In the Limitations of PassUpDomain section of InferBound Pass, I ran the code in Ex.6 in TVM ver0.8. And my result is not the same with the result given in the doc. Doc’s result :
// attr [B] storage_scope = "global"
allocate B[float32 * 16]
produce C {
for (ci.cj.fused.outer, 0, 4) {
produce B {
for (bi, 0, 4) {
for (bj, 0, 4) {
B[((bi*4) + bj)] = (A[((bi*4) + bj)] + 2.000000f)
}
}
}
for (ci.cj.fused.inner, 0, 4) {
C[((ci.cj.fused.outer*4) + ci.cj.fused.inner)] = (B[((ci.cj.fused.outer*4) + ci.cj.fused.inner)]*3.000000f)
}
}
}
my result using TVM 0.8:
@main = primfn(A_1: handle, C_1: handle) -> ()

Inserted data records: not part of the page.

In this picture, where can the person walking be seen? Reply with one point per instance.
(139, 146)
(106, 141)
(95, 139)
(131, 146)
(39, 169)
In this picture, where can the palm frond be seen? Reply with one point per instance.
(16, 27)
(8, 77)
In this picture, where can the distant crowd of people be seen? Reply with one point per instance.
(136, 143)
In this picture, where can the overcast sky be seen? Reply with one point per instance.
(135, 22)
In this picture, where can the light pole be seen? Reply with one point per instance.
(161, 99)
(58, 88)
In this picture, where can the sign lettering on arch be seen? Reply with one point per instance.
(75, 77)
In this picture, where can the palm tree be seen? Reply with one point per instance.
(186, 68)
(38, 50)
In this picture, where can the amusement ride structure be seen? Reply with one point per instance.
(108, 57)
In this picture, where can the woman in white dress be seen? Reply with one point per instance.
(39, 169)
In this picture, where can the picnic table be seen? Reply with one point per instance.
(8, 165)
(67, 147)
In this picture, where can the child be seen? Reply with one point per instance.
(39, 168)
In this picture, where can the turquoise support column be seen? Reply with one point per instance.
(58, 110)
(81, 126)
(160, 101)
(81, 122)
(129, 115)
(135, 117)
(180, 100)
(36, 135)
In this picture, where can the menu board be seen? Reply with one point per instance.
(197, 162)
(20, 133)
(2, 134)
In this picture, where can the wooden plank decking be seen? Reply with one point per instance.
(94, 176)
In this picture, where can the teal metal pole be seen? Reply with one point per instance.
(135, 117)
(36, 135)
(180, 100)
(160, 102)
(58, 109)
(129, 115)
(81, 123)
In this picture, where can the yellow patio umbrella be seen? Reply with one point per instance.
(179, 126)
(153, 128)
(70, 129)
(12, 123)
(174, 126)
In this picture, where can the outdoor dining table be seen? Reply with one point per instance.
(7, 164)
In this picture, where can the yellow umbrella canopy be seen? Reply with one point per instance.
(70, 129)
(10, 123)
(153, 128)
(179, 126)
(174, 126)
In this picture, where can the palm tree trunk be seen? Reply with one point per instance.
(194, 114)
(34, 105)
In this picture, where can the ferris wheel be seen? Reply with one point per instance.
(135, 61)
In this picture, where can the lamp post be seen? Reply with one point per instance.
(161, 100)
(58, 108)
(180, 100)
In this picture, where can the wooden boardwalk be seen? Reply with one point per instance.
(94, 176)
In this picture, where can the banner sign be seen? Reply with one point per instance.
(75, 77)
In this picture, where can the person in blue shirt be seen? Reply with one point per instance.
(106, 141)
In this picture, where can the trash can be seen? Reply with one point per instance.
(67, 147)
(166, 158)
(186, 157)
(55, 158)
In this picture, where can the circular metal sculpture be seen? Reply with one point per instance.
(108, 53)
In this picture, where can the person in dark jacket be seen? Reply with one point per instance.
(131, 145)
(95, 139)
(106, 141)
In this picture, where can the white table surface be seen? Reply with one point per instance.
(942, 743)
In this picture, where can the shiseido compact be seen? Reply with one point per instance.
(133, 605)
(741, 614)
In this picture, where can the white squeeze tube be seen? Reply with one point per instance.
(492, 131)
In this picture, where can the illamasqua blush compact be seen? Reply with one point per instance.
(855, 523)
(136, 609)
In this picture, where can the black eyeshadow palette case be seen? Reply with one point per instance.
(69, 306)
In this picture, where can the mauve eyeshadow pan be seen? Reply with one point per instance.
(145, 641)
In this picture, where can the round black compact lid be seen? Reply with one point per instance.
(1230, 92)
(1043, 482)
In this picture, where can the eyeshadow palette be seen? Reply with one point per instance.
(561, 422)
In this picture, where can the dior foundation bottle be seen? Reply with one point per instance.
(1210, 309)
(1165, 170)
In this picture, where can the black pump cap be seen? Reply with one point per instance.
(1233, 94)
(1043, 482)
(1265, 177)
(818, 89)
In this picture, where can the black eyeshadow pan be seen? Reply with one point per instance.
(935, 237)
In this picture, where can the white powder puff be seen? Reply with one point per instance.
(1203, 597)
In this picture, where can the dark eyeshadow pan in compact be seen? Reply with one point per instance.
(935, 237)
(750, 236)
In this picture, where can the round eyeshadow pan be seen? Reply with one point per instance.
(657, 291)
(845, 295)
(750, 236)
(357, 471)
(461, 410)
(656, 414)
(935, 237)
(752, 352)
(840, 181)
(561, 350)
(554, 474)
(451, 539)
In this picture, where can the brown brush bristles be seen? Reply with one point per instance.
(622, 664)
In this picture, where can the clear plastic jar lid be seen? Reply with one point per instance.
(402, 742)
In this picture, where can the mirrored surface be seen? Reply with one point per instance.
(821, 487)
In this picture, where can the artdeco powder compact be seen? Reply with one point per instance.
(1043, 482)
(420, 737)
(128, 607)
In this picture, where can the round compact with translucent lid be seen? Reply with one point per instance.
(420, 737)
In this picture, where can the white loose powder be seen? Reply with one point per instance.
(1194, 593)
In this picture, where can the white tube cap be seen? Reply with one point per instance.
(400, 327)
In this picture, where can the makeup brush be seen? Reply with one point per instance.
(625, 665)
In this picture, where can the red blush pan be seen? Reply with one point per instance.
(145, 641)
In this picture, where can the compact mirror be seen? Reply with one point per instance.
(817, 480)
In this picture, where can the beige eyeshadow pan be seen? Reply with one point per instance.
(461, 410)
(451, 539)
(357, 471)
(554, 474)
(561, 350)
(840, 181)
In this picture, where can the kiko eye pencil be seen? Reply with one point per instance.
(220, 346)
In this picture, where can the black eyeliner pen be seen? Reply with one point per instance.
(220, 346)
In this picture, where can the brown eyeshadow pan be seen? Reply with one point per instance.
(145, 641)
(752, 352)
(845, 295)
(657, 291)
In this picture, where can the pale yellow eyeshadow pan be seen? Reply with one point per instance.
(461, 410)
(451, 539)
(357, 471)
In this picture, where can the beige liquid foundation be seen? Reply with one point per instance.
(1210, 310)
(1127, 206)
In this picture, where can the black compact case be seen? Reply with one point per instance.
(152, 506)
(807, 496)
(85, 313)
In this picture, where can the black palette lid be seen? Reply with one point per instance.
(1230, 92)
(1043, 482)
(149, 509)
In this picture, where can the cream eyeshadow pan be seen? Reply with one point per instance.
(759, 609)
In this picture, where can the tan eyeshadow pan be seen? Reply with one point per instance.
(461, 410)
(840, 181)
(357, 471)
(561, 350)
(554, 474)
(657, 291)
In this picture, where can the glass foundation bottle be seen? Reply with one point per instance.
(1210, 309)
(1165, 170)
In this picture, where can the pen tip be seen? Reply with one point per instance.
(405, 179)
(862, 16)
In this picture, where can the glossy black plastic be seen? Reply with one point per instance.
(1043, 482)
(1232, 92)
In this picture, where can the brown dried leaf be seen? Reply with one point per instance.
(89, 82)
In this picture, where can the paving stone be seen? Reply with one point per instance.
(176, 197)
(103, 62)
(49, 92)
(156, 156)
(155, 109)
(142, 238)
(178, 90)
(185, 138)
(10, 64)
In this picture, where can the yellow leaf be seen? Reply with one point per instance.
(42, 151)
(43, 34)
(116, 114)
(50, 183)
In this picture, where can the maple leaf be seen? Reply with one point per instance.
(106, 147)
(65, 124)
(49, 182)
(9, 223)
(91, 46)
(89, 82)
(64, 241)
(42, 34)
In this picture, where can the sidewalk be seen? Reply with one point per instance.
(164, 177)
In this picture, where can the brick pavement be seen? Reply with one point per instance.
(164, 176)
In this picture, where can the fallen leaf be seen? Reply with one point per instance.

attr = {"from_legacy_te_schedule": True, "global_symbol": "main", "tir.noalias": True}
buffers = {C: Buffer(C_2: Pointer(float32), float32, [4, 4], []),
A: Buffer(A_2: Pointer(float32), float32, [4, 4], [])}
buffer_map = {A_1: A, C_1: C} {
allocate(B: Pointer(global float32), float32, [4]), storage_scope = global;
for (ci.cj.fused.outer: int32, 0, 4) {
for (bj: int32, 0, 4) {
B[bj] = ((float32*)A_2[((ci.cj.fused.outer*4) + bj)] + 2f32)
}
for (ci.cj.fused.inner: int32, 0, 4) {
C_2[((ci.cj.fused.outer*4) + ci.cj.fused.inner)] = ((float32*)B[ci.cj.fused.inner]*3f32)
}
}
}
It seems like the limitation mentioned in the doc has no longer existed. So the doc need to be updated.